In many areas outside Europe the name Parmesan has become genericised and may denote any of several hard Italian-style grating types of cheese. These cheeses, chiefly from the US and Argentina, are often sold under names intended to evoke the original, such as Parmesan, Parmigiana, Parmesana, Parmabon, Real Parma, Parmezan, or Parmezano.

===Non-European production===
Parmesan cheese is defined differently in various jurisdictions outside of Europe.

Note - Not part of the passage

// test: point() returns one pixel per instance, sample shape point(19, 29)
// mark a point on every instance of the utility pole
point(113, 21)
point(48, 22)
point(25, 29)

- In the United States, the Code of Federal Regulations includes a Standard of Identity for "Parmesan and Reggiano cheese". This defines both aspects of the production process and of the final result. In particular, Parmesan must be made of cow's milk, cured for 10 months or more, contain no more than 32% water, and have no less than 32% milkfat in its solids.
- The Canadian regulation similarly includes moisture and fat levels, but has no restriction on aging time.

Kraft Foods is a major North American producer of grated Parmesan (a locally-legal term) and has been selling it since 1945.

Some non-European Parmesan producers have taken strong exception to the attempts of the European Union to globally control the trademark of the Parmesan name.

===Adulteration controversy===
Many American manufacturers have been investigated for allegedly going beyond the 4% cellulose limit (allowed as an anticaking agent for grated cheese, 21 CFR 133.146). In one case, FDA findings found "no Parmesan cheese was used to manufacture" a Pennsylvania manufacturer's grated cheese labeled "Parmesan", apparently made from a mixture of other cheeses and cellulose. The manufacturer pleaded guilty and received a sentence of three years' probation, a $5,000 fine, and 200 hours of community service.

==Similar cheeses==
Parmesan is the best-known of the grana-type cheeses, but there are others.

===Grana Padano===

Grana Padano is an Italian cheese similar to Parmigiano Reggiano, but is produced mainly in Lombardy, where Padano refers to the Po Valley (Pianura Padana); the cows producing the milk may be fed silage as well as grass; the milk may contain slightly less fat, milk from several different days may be used, and must be aged a minimum of nine months.

===Reggianito===

Reggianito is an Argentine cheese similar to Parmigiano Reggiano. Developed by Italian-Argentine cheesemakers, the cheese is made in smaller wheels and aged for less time but is otherwise broadly similar.